Sr Linguist, Speech Technology and Research Lab
Sarah Bakst, Ph.D., is a speech researcher in the Speech Technology and Research (STAR) Lab. She has a long-standing interest in individual differences in speech production and speech-motor control. Recent projects at SRI have involved text-to-speech, speaker identification, and demographic bias in AI.

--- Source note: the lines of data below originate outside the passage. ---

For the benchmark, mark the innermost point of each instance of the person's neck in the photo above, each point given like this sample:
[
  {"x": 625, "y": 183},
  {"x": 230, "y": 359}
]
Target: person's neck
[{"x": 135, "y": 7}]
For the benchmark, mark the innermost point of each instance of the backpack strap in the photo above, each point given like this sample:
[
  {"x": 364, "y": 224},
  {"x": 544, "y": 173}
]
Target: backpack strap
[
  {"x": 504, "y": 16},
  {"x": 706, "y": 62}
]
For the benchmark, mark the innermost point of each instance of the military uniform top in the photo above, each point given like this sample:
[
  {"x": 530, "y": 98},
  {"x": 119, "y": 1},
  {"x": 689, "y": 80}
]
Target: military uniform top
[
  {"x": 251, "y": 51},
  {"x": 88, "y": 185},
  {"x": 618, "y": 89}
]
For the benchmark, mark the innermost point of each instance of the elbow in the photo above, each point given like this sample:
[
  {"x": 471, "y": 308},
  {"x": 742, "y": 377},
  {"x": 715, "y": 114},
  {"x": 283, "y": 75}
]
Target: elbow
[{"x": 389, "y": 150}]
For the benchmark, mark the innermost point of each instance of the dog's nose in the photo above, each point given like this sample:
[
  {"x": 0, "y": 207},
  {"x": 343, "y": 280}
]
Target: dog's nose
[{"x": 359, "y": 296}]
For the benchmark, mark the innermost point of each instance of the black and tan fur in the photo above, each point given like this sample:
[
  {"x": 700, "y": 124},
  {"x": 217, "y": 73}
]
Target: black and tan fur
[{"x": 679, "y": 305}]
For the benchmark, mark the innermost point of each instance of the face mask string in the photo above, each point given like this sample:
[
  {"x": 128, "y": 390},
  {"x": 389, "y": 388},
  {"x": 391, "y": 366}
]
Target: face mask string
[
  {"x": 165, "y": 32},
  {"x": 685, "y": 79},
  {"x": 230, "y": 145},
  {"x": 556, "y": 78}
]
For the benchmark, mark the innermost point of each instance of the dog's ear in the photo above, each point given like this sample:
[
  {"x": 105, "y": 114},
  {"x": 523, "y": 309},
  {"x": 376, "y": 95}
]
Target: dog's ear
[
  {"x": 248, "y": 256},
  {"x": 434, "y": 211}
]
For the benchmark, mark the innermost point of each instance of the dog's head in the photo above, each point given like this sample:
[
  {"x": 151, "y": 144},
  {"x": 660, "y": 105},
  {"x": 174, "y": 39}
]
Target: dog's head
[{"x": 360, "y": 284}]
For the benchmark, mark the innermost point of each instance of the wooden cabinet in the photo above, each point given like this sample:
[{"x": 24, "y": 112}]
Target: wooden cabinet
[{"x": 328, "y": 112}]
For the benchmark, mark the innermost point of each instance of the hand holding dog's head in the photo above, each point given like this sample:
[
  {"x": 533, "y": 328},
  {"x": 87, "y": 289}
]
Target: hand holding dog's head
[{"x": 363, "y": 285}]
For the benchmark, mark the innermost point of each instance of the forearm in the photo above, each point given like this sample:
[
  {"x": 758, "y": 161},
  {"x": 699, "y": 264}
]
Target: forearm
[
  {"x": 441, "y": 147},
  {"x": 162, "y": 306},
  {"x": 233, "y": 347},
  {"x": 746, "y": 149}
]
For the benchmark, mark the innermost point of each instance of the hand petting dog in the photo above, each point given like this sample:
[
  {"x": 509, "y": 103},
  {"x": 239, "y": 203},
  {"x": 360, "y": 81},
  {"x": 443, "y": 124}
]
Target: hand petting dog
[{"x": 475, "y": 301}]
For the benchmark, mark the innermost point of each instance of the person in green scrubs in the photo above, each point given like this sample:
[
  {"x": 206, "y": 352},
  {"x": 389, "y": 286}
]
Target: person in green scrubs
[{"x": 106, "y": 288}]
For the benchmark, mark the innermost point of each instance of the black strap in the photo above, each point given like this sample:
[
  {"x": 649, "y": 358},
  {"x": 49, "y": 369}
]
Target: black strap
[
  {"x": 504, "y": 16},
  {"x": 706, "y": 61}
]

Prior to SRI, Dr. Bakst was a postdoctoral fellow at the Waisman Center at the University of Wisconsin–Madison, where her neuroimaging (MEG) and behavioral research investigated the role of the auditory system in regulating acoustic precision in spoken language in two atypical adult populations: second-language speakers and cochlear implant users. Dr. Bakst completed her Ph.D. in linguistics at UC Berkeley, where she studied how individual differences, such as native language or shape of the hard palate, account for fine-grained differences in articulatory, acoustic, and perceptual variability. She has a particular interest in retroflex consonants and the languages that contain them, especially Hindi and Tamil.
Dr. Bakst has an A.B. in linguistics with a secondary field in Classics from Harvard University and an M.Phil. in linguistics from the University of Cambridge.
Highlighted publications
- Bakst, S., Cobo-Kroenke, C., Lawson, A., McLaren, M. and Stauffer, A. (2022)., “Time-varying score reliability prediction in speaker identification.” In Proc. The Speaker and Language Recognition Workshop (Odyssey 2022), pp. 207-212.
- *Bakst, S. (2021). Palate shape influence depends on the segment: Articulatory and acoustic variability in American English /ɹ/ and /s/. The Journal of the Acoustical Society of America, 149(2), 960-971.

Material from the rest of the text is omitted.